The Howard government set up the Cole inquiry. The inquiry’s terms of reference of course meant the government itself would not be investigated, although some Ministers did appear. Mark Vaile, Minister for Trade, looked a twit during his appearance. Downer took the train and snuck in through the back door, complaining about the $3.00 train fare as being a bit of a rip off. He put in a performance full of Wildean flippancy. And of course the biggest appearance was of Howard himself, who endured minimal questioning.

Was the Australian Government complicit in funneling money to Saddam Hussein? No. Was it incompetent in not checking up after the warnings? Absolutely. What does it say about our attitude to totalitarian dictators? Were we ever really miffed by Saddam Hussein? Not really. Doing an illegal business with him was not something to get to upset about, as a lot of our farmers believed.

How did DFAT defend itself? Perhaps hilariously. I don’t have the book in front of me, but there’s a long quote from an official – all absolute gobbledygook – about how they assess intelligence. The author muses about how much money we spend on gathering intelligence, and then our bureaucrats don’t have the slightest clue, or interest, in actually reading it!!

I think this book is essential reading, and should be read alongside David Marr and Marian Wilkinson’s Dark Victory about the Tampa affair. Both books brilliantly show the dark underbelly of the Howard years, and will remain important documents of the Howard era. Both books also brilliantly demonstrate the schizophrenic nature of Australia – Tampa illustrated the irony of people fleeing terrorist regimes being treated appallingly, while Australia prepared to go to war against those very same regimes. Kickback shows how Australia funneled millions of dollars to the murderous Saddam Hussein while preparing to go to war against him.

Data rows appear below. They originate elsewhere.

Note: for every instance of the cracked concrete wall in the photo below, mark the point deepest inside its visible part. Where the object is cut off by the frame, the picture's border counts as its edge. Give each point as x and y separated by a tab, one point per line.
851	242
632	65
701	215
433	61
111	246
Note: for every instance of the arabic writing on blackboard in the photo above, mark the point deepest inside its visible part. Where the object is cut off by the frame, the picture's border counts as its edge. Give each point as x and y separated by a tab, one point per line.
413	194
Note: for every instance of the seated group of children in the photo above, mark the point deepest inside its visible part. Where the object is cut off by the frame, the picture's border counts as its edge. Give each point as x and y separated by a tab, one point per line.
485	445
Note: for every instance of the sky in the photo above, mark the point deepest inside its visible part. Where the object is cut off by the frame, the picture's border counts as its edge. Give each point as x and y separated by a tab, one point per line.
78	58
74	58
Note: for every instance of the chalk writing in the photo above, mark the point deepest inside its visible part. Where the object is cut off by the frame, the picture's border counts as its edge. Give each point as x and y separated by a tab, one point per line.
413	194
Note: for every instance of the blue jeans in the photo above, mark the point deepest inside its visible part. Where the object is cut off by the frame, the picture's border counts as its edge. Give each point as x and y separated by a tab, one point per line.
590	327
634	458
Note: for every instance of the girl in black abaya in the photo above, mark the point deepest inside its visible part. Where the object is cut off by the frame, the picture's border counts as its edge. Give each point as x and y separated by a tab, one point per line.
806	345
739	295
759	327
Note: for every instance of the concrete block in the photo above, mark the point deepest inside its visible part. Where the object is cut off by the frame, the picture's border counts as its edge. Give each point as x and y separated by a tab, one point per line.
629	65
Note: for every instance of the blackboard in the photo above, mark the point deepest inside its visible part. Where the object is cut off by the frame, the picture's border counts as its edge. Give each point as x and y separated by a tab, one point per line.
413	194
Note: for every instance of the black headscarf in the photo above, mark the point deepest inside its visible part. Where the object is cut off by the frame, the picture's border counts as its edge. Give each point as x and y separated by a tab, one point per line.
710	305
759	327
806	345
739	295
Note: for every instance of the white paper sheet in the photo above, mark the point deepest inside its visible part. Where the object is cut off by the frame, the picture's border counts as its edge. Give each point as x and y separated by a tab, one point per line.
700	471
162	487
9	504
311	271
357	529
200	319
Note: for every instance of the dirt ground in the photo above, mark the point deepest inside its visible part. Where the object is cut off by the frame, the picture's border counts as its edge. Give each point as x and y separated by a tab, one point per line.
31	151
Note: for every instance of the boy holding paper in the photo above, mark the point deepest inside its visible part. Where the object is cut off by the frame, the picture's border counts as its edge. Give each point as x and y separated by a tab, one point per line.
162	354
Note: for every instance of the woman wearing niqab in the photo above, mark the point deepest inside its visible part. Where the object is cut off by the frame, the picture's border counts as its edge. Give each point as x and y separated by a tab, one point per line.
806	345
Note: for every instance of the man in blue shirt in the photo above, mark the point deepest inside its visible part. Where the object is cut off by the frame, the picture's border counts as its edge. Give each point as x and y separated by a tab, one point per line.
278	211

Perhaps Andrew Wilkie is right, and that Howard takes no real interest in foreign affairs. Howard really is a master of domestic politics.

I wonder how the Howard years will be judged. My personal view is that he really is an extension of the Menzies period. There are just so many, many parallels between the two. Howard stands behind Menzies as the second longest serving PM after all.

Well, I guess we’ll know soon enough about Howard’s legacy. He’ll most likely be out of office by the end of this year. Everyone will be scurrying to figure out what the last 12 years have meant, which is nothing much I guess. What did Howard give us? The GST. WorkChoices. A big spending government that bought big sections of the electorate. Paul Kelly wrote an interesting article about this in The Australian recently. Despite the Libs claiming to be the party of small government, they are actually big taxers, and big on redistributing the money to the poorer sections of the community – like a Labor government.

From Mr Kelly:

Indeed, when it comes to social programs, Howard is a big spender. This story started before the 1996 poll with his historic decision to reverse policy and accept Medicare. This is the biggest philosophical reversal of Howard's career and the most valuable in voting terms.
According to Norton's analysis, in the decade from 1995 Howard's real increase in spending per person was 38 per cent on schools, 40 per cent on health and 28 per cent on welfare. "To many people these figures would look more like the record of a Labor than a Liberal government," Norton says. "This is where the 'big government' label comes from." He argues that Howard's "legacy of entitlement" is enduring.